Hanging startup process on the replica after vacuuming on master

From: Vladimir Borodin <root(at)simply(dot)name>
To: pgsql-admin <pgsql-admin(at)postgresql(dot)org>
Subject: Hanging startup process on the replica after vacuuming on master
Date: 2015-03-25 16:32:01
Message-ID: FE82A9A7-0D52-41B5-A9ED-967F6927CB8A@simply.name
Views: Raw Message | Whole Thread | Download mbox | Resend email
Thread:
Lists: pgsql-admin

Hi all.

We have already described [0] our problem on pgsql-general@ and written to pgsql-performance@ but the problem was described too confused so let me ask for help one for time in more clear way.

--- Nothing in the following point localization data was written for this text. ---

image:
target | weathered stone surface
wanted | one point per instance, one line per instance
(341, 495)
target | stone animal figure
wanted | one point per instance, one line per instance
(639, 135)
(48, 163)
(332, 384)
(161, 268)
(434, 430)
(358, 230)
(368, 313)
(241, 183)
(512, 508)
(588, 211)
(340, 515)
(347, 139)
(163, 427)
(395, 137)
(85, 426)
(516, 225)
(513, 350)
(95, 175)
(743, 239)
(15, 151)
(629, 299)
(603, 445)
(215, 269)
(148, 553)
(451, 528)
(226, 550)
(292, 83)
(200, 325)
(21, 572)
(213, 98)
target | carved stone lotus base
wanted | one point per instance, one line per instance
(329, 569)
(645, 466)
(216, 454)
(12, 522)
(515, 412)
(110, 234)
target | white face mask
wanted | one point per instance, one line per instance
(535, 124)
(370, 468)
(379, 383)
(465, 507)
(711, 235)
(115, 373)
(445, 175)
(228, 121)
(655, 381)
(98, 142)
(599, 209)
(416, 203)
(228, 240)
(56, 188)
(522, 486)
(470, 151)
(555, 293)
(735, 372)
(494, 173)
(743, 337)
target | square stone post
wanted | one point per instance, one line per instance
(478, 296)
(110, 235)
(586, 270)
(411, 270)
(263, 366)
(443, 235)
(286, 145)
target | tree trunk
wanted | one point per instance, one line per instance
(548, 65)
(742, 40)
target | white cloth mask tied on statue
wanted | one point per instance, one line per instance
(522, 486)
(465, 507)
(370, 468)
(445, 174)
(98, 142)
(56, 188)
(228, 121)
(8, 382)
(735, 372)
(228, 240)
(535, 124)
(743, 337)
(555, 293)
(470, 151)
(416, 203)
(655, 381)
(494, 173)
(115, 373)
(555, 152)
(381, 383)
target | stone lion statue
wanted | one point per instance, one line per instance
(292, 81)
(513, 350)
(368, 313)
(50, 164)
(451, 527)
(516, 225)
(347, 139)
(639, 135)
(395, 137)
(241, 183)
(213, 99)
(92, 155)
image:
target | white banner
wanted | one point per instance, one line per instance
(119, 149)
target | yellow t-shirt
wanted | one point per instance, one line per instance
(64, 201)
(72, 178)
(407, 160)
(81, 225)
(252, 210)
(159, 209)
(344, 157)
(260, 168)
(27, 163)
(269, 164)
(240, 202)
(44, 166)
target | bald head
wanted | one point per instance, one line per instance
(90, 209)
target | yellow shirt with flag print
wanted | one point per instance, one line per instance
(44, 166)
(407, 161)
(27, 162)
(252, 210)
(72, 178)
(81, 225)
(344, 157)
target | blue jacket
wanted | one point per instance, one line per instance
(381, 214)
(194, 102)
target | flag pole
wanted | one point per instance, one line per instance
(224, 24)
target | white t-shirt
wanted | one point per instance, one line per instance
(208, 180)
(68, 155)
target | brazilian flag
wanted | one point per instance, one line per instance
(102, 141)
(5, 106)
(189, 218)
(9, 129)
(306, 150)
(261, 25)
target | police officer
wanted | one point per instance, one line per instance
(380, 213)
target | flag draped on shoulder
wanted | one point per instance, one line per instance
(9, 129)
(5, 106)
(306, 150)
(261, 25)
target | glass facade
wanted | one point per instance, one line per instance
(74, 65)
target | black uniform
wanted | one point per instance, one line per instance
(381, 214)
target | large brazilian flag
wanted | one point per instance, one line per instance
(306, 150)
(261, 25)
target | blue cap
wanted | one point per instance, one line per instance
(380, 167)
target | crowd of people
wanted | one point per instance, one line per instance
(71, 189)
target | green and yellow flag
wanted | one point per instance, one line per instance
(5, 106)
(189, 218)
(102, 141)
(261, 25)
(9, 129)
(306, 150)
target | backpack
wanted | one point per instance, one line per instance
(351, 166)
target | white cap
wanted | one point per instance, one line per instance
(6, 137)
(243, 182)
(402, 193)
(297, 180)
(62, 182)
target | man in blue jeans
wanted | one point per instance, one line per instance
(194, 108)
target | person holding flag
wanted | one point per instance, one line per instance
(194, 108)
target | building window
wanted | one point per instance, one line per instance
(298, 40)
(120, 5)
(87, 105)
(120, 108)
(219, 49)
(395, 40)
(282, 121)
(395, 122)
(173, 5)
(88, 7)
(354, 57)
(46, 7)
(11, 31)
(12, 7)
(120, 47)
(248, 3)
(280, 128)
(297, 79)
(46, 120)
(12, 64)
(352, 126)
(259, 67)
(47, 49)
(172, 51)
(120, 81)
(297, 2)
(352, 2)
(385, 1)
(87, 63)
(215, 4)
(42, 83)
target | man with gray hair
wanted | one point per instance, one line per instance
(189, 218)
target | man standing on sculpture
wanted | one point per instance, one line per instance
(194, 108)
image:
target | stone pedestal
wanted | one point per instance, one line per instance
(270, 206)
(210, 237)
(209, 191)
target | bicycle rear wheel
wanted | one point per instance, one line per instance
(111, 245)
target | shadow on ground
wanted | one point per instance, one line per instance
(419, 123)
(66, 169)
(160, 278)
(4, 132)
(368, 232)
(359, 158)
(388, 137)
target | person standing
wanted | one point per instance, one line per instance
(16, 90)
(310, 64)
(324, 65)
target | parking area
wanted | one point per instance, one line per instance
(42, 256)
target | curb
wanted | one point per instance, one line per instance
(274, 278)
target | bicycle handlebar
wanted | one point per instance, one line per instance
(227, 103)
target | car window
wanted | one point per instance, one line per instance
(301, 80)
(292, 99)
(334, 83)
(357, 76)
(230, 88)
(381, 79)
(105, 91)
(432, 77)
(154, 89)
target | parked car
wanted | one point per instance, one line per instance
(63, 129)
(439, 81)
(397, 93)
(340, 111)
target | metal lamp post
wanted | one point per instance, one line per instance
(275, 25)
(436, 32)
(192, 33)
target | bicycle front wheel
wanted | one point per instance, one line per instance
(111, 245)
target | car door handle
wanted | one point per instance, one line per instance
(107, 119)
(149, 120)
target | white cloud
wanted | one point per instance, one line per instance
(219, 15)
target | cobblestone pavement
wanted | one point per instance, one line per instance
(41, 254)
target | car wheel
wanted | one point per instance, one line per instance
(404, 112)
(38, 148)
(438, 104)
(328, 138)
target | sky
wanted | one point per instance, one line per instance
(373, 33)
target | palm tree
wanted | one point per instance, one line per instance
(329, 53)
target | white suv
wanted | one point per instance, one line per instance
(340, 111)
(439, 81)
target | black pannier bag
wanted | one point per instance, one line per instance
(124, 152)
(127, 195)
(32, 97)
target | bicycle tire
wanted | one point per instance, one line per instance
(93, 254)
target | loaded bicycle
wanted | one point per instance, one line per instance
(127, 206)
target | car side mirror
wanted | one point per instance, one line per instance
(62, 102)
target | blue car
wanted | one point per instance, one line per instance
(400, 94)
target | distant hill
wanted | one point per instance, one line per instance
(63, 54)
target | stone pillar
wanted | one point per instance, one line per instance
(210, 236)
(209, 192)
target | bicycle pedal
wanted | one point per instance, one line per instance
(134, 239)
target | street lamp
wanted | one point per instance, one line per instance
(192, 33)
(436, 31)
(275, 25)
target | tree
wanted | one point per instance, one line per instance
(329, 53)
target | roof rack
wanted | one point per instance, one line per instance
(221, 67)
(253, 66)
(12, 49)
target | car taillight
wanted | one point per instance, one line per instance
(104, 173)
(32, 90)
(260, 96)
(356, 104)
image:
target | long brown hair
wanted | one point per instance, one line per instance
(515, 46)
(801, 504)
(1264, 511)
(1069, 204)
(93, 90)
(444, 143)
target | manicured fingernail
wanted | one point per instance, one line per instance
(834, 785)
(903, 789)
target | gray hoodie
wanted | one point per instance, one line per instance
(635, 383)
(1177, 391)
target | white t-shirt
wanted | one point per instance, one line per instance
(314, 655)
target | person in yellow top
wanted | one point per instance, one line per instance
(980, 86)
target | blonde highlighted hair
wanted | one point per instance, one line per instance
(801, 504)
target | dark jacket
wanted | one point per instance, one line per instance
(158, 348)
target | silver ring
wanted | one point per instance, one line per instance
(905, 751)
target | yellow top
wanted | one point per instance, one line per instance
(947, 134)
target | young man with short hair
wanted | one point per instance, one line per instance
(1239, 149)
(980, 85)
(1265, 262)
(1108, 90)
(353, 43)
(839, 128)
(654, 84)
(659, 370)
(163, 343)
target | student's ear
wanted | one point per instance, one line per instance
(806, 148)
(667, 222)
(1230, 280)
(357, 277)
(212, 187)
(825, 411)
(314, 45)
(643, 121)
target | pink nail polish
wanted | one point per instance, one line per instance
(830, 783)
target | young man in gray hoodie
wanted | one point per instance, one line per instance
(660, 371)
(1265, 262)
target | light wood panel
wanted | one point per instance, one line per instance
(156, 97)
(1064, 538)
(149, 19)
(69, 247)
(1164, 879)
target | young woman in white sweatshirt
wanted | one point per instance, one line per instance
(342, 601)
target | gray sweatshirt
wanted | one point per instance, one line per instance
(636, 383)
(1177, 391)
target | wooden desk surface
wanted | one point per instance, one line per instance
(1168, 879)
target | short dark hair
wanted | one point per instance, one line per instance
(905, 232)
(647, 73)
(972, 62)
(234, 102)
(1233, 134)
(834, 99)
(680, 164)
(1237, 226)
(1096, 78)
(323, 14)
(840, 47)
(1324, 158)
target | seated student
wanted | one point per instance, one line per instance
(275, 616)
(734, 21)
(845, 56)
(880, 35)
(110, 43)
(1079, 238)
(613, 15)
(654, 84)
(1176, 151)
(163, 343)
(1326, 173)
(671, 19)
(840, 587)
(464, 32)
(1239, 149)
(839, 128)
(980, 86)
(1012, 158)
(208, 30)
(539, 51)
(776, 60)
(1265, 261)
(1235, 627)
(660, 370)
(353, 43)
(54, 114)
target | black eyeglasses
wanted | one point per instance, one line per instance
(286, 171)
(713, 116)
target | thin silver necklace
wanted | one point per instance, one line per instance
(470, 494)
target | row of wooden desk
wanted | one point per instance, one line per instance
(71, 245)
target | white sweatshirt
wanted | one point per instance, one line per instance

We have a database where one table contains 3+ billion records. The definition of the table is quite simple:

rpopdb04d/rpopdb M # \dS+ rpop.rpop_uidl
Table "rpop.rpop_uidl"
Column | Type | Modifiers | Storage | Stats target | Description
--------+------------------------+-----------+----------+--------------+-------------
popid | bigint | not null | plain | |
uidl | character varying(200) | not null | extended | |
Indexes:
"pk_rpop_uidl" PRIMARY KEY, btree (popid, uidl)

rpopdb04d/rpopdb M #

When vacuuming of this table finishes on master we see hanging of replay_location on all replicas on specific WAL position for up to 15 minutes. Other positions (sent_location, write_location, flush_location) in pg_stat_replication view continue increasing as expected.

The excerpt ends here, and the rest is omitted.